Alito highlighted that “[a]bove all else, the First Amendment means that government has no power to restrict expression because of its message, its ideas, its subject matter, or its content,” adding “[n]or is there a carveout from this principle for controversial, offensive, or disfavored views.” Criticizing the First Circuit, Alito noted that “[i]nstead of applying Tinker’s speech-protective standards, the court below crafted a novel and permissive test that distorts the ‘material disruption’ rule beyond recognition…[it] identified a special category of speech, i.e., speech that can be interpreted as demeaning a deeply rooted characteristic of personal identity.”
Alito concluded his prescient dissent by observing that “[s]o long as the First Circuit’s opinion is on the books, thousands of students will attend school without the full panoply of First Amendment rights.”
Addressing the importance of free speech, in a 1989 decision permitting burning the American flag, the Supreme Court emphasized that “[i]f there is a bedrock principle underlying the First Amendment, it is that the government may not prohibit the expression of an idea simply because society finds the idea itself offensive or disagreeable.”
Regrettably, in L.M. the Roberts Court ignored that “provocative and challenging speech” is most in need of the protections of the First Amendment. Popular speech is not likely to provoke censure. It is unpopular speech that invites censure. Another court commented that “unpopular speech…needs the protection of the First Amendment. The First Amendment was designed for this very purpose…” because “Individual student speech which is unpopular but does not substantially interfere with school discipline is entitled to protection.”

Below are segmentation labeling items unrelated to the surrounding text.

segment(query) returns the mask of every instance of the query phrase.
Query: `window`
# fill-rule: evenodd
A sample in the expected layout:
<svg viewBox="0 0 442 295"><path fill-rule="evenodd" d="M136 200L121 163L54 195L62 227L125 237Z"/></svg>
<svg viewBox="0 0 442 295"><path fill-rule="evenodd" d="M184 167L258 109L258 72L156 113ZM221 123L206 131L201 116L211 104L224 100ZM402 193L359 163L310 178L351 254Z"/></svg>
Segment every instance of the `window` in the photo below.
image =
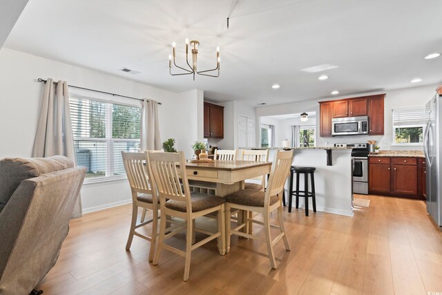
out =
<svg viewBox="0 0 442 295"><path fill-rule="evenodd" d="M393 144L422 144L425 124L425 107L393 110Z"/></svg>
<svg viewBox="0 0 442 295"><path fill-rule="evenodd" d="M292 126L291 131L292 146L312 147L316 146L316 126Z"/></svg>
<svg viewBox="0 0 442 295"><path fill-rule="evenodd" d="M126 176L121 151L140 151L141 108L72 97L70 116L79 166L86 178Z"/></svg>
<svg viewBox="0 0 442 295"><path fill-rule="evenodd" d="M261 147L271 147L273 146L275 126L273 125L261 124Z"/></svg>

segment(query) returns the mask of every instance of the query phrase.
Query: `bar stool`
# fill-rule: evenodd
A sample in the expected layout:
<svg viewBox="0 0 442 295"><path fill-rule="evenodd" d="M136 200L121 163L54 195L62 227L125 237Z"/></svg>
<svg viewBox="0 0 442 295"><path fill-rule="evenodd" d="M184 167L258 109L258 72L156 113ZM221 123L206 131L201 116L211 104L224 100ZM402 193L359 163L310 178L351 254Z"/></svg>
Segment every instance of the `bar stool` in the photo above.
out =
<svg viewBox="0 0 442 295"><path fill-rule="evenodd" d="M305 198L305 216L309 216L309 197L311 197L313 202L313 211L316 211L316 198L315 194L315 167L302 167L292 166L290 169L290 182L289 192L289 212L291 212L291 198L294 195L296 197L296 208L299 207L299 197ZM293 175L296 173L296 191L293 191ZM299 190L299 175L304 174L304 191ZM309 191L309 174L311 182L311 191Z"/></svg>

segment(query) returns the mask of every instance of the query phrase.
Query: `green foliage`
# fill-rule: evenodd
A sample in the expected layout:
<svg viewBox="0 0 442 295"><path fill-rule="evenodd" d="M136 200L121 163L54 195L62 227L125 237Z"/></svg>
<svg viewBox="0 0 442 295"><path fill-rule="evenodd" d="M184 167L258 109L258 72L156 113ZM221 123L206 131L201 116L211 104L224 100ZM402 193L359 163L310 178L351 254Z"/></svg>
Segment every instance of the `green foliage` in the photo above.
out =
<svg viewBox="0 0 442 295"><path fill-rule="evenodd" d="M422 127L405 127L396 128L396 142L419 143L423 140L423 128Z"/></svg>
<svg viewBox="0 0 442 295"><path fill-rule="evenodd" d="M173 147L175 138L169 138L163 142L163 149L168 153L176 153L177 150Z"/></svg>
<svg viewBox="0 0 442 295"><path fill-rule="evenodd" d="M196 151L197 149L205 149L206 144L202 142L195 142L193 144L191 145L193 151Z"/></svg>

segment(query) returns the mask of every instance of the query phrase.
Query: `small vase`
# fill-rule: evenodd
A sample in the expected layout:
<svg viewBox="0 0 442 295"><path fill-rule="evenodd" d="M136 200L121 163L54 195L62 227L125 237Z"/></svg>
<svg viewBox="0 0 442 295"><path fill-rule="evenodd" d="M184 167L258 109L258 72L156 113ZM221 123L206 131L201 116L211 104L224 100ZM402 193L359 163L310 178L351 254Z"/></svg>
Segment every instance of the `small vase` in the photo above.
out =
<svg viewBox="0 0 442 295"><path fill-rule="evenodd" d="M200 160L200 154L201 153L200 149L195 150L195 155L196 155L196 160Z"/></svg>
<svg viewBox="0 0 442 295"><path fill-rule="evenodd" d="M200 160L207 160L209 158L209 155L207 155L207 152L205 149L202 149L198 157L200 158Z"/></svg>

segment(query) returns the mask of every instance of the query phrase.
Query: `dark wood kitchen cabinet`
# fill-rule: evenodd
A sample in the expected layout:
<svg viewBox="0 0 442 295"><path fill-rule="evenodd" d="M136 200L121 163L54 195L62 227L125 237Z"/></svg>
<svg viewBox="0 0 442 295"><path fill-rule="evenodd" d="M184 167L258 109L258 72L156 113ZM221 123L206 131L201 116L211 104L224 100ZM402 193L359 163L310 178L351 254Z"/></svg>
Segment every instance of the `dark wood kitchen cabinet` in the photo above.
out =
<svg viewBox="0 0 442 295"><path fill-rule="evenodd" d="M368 133L384 135L384 97L385 95L372 95L368 100Z"/></svg>
<svg viewBox="0 0 442 295"><path fill-rule="evenodd" d="M369 193L423 198L418 158L370 157Z"/></svg>
<svg viewBox="0 0 442 295"><path fill-rule="evenodd" d="M319 103L319 135L321 137L332 136L332 104L331 102Z"/></svg>
<svg viewBox="0 0 442 295"><path fill-rule="evenodd" d="M369 160L369 193L390 193L392 182L390 158L370 158Z"/></svg>
<svg viewBox="0 0 442 295"><path fill-rule="evenodd" d="M224 138L224 106L204 102L204 137Z"/></svg>

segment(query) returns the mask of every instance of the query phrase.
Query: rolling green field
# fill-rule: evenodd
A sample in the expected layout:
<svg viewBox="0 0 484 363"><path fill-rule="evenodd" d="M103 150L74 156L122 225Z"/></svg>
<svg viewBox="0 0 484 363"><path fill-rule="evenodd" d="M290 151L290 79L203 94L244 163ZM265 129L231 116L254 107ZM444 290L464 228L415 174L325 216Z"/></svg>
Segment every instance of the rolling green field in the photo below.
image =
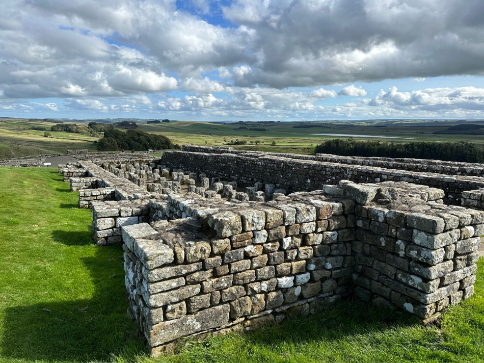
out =
<svg viewBox="0 0 484 363"><path fill-rule="evenodd" d="M0 191L2 363L484 361L482 260L475 294L440 325L350 301L151 358L126 314L122 249L92 244L91 213L62 175L2 167Z"/></svg>
<svg viewBox="0 0 484 363"><path fill-rule="evenodd" d="M93 142L98 139L86 135L30 130L33 126L50 127L52 123L0 119L0 159L28 155L65 153L70 149L96 150Z"/></svg>
<svg viewBox="0 0 484 363"><path fill-rule="evenodd" d="M301 124L300 122L220 123L180 121L156 124L139 123L138 129L164 135L174 144L179 145L223 146L238 140L245 141L247 144L233 145L236 149L306 154L313 153L315 146L326 139L349 137L396 143L465 141L484 144L484 135L482 135L433 134L436 131L446 129L449 125L458 122L413 120L333 121L318 124L319 127L306 128L293 127ZM79 120L75 123L87 125L88 121ZM98 139L98 137L50 132L51 137L46 138L44 137L43 131L29 129L32 126L50 128L53 124L54 122L41 120L0 119L0 159L66 152L68 149L95 150L93 142ZM248 129L265 128L266 131L234 129L240 126ZM342 136L315 135L317 134ZM354 136L355 135L361 136ZM379 137L370 137L370 136ZM256 142L259 143L257 144Z"/></svg>

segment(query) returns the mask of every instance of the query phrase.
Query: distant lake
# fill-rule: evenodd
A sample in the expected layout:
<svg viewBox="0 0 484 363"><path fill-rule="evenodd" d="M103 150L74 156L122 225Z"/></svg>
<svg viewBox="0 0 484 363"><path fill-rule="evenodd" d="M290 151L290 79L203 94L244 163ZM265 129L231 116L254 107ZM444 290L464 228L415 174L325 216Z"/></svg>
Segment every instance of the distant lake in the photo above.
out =
<svg viewBox="0 0 484 363"><path fill-rule="evenodd" d="M359 135L356 134L312 134L313 135L326 136L347 136L348 137L376 137L379 139L414 139L413 137L397 137L396 136L377 136L376 135Z"/></svg>

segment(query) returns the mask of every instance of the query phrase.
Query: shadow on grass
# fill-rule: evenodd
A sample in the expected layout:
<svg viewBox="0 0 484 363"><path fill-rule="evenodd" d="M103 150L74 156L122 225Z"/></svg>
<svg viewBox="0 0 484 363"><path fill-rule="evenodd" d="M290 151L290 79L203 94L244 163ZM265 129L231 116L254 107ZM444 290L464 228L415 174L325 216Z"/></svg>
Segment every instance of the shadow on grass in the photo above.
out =
<svg viewBox="0 0 484 363"><path fill-rule="evenodd" d="M56 239L86 239L85 234L55 231L53 234ZM94 286L90 298L69 300L69 294L64 293L67 301L49 301L47 293L45 303L7 309L0 355L9 361L80 362L107 360L111 354L119 354L127 347L138 354L143 351L141 333L126 314L122 254L121 246L117 246L100 247L95 256L80 257L92 283L81 281L75 285ZM73 275L66 279L78 278ZM89 295L88 292L73 294Z"/></svg>
<svg viewBox="0 0 484 363"><path fill-rule="evenodd" d="M56 242L63 243L67 246L85 246L92 244L91 230L67 231L60 229L52 231L52 238Z"/></svg>

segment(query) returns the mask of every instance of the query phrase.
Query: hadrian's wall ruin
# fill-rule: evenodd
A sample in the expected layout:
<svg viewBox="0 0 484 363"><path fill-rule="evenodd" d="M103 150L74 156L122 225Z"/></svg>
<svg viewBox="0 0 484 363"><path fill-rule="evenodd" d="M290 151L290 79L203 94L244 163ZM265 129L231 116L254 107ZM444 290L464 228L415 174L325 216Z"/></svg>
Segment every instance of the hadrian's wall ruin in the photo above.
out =
<svg viewBox="0 0 484 363"><path fill-rule="evenodd" d="M187 151L184 151L185 149ZM188 151L192 149L197 152ZM204 152L199 152L201 151ZM262 180L265 183L280 185L288 191L315 190L324 184L337 184L342 179L360 183L407 182L442 189L445 192L444 201L446 204L462 204L480 209L484 208L484 177L445 174L451 172L450 167L447 170L443 166L433 165L435 166L434 172L423 172L421 168L416 166L431 168L432 161L426 161L426 165L394 162L392 166L394 168L386 168L383 165L377 167L339 164L318 161L317 159L322 157L312 158L314 159L290 154L234 151L230 148L187 146L184 147L184 151L165 152L161 163L172 167L206 173L209 176L217 176L226 180L235 180L244 186ZM422 171L406 170L409 165L410 169ZM455 173L464 172L462 168L453 167L461 170ZM481 175L483 166L468 164L466 169L469 168L473 171L470 173Z"/></svg>
<svg viewBox="0 0 484 363"><path fill-rule="evenodd" d="M96 243L123 244L152 354L352 296L425 323L472 295L484 212L444 201L481 178L226 150L60 168L90 193Z"/></svg>

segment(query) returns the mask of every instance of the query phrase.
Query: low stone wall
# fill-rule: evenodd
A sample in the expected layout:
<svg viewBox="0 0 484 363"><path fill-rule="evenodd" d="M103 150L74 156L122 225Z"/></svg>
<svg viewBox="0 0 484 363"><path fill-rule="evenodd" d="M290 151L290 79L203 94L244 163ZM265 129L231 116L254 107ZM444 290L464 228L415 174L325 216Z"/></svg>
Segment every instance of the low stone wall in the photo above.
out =
<svg viewBox="0 0 484 363"><path fill-rule="evenodd" d="M301 160L326 162L337 164L362 166L374 166L385 169L403 170L418 172L429 172L448 175L467 175L482 176L484 175L484 164L464 163L461 162L443 161L429 159L418 159L407 158L380 158L378 157L343 157L332 154L316 153L311 155L298 155L287 153L264 153L234 150L232 147L209 147L196 145L184 145L184 151L204 152L207 153L234 153L248 154L252 153L264 154L270 153L275 157L289 158Z"/></svg>
<svg viewBox="0 0 484 363"><path fill-rule="evenodd" d="M484 178L478 176L447 176L330 163L268 153L166 151L159 162L171 168L206 172L208 176L234 180L242 186L252 186L257 181L276 184L289 192L319 189L324 184L337 185L342 179L358 183L407 182L441 189L445 193L445 203L459 204L463 192L484 187Z"/></svg>
<svg viewBox="0 0 484 363"><path fill-rule="evenodd" d="M62 154L44 154L32 155L22 158L0 159L0 166L18 166L26 167L39 167L44 166L46 158L59 157Z"/></svg>
<svg viewBox="0 0 484 363"><path fill-rule="evenodd" d="M320 311L348 293L353 201L192 197L168 196L164 209L194 217L122 228L130 314L152 354L180 336Z"/></svg>
<svg viewBox="0 0 484 363"><path fill-rule="evenodd" d="M180 336L313 313L354 292L423 322L472 294L484 212L407 183L326 190L264 203L150 200L158 221L121 234L129 314L151 353Z"/></svg>
<svg viewBox="0 0 484 363"><path fill-rule="evenodd" d="M484 210L484 188L463 192L462 205Z"/></svg>
<svg viewBox="0 0 484 363"><path fill-rule="evenodd" d="M101 188L79 190L79 208L89 209L93 201L116 200L116 189Z"/></svg>
<svg viewBox="0 0 484 363"><path fill-rule="evenodd" d="M121 242L123 226L147 222L149 209L147 200L91 202L94 243L99 246Z"/></svg>

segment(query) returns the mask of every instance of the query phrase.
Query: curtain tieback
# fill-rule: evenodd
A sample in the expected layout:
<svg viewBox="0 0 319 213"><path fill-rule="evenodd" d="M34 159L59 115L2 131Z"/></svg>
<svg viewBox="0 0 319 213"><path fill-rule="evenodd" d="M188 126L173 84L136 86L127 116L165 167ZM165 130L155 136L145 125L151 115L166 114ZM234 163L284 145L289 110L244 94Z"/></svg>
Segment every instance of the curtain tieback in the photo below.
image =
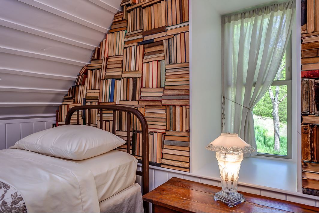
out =
<svg viewBox="0 0 319 213"><path fill-rule="evenodd" d="M232 100L231 100L227 98L225 96L223 96L223 103L222 104L222 114L221 114L221 127L223 129L223 130L225 131L225 122L226 121L226 120L225 119L225 99L226 99L227 100L230 100L232 102L233 102L236 104L238 104L238 105L240 105L243 107L246 108L250 111L252 111L250 109L249 109L248 107L246 107L245 106L243 106L241 104L238 103L236 103Z"/></svg>
<svg viewBox="0 0 319 213"><path fill-rule="evenodd" d="M230 99L228 99L227 98L226 98L226 97L225 97L225 96L224 96L223 95L223 99L224 99L224 100L223 100L223 102L225 102L225 99L227 99L227 100L230 100L232 102L233 102L235 104L238 104L239 105L243 107L245 107L245 108L246 108L246 109L248 109L248 110L249 110L250 111L252 111L252 110L251 109L249 108L248 107L246 107L246 106L243 106L242 105L241 105L241 104L239 104L238 103L237 103L236 102L235 102L235 101L234 101L233 100L231 100Z"/></svg>

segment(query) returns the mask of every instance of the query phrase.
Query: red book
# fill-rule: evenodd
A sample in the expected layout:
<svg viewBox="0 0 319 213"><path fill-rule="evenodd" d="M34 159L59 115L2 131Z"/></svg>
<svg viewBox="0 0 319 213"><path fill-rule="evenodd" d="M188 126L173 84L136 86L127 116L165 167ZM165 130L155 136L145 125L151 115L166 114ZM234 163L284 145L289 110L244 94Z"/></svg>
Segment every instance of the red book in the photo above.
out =
<svg viewBox="0 0 319 213"><path fill-rule="evenodd" d="M308 78L319 78L319 70L301 71L301 77Z"/></svg>

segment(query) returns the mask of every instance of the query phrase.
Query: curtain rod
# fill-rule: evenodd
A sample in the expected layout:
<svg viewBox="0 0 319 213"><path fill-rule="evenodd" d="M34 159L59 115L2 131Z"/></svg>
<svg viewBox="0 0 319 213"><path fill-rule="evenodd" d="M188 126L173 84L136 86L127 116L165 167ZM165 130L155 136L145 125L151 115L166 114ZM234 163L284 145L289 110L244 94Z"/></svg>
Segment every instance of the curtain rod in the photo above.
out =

It is also unclear why Middleborough officials “promote[d] messages commonly associated with ‘LGBTQ Pride’ [while]…observ[ing] events like ‘Pride Month,’ and ‘Pride Day’ in support of the ‘LGBTQ+ community’ [and permitting] a Gay Straight Alliance Club since at least 2018, ‘[t]o further the goal of providing support to students who are part of the LGBTQ+ community’” while disallowing L.M.’s perspective.
Unfortunately, the Court refused, without offering a rationale, to hear an appeal as educator-activists imposed the politically correct orthodoxies of the day by censoring L.M.’s viewpoint with which they disagreed, even though his t-shirts did not violate Tinker’s prohibition against disruptions. In the process, the courts essentially aided and abetted officials who trammeled L.M.’s free speech rights.
Unfortunately, cases such as L.M. are “capable of repetition yet evading review,” meaning similar litigation is likely to arise without judicial clarifications on the limits of educator authority to prevent students from expressing differing opinions. The Supreme Court must intervene in such a dispute to safeguard freedom of speech, perhaps the most cherished of American constitutional rights.
Another important aspect of L.M. is freeing students from compelled speech, an approach the Supreme Court has adopted for non-unionized public employees and others. The Justices need to address the behavior of officials such as those in Middleborough who sought to compel L.M. to avoid communicating messages other than those with which they agree by forbidding him from expressing his beliefs freely and passively on his t-shirts. These officials ignored biological reality and biblical truth on human sexuality, basically indoctrinating children by denying them access to differing outlooks.
The Court must safeguard the free exchange of ideas because “America’s public schools are the nurseries of democracy. Our representative democracy only works if we protect the ‘marketplace of ideas.’ This free exchange facilitates an informed public opinion.”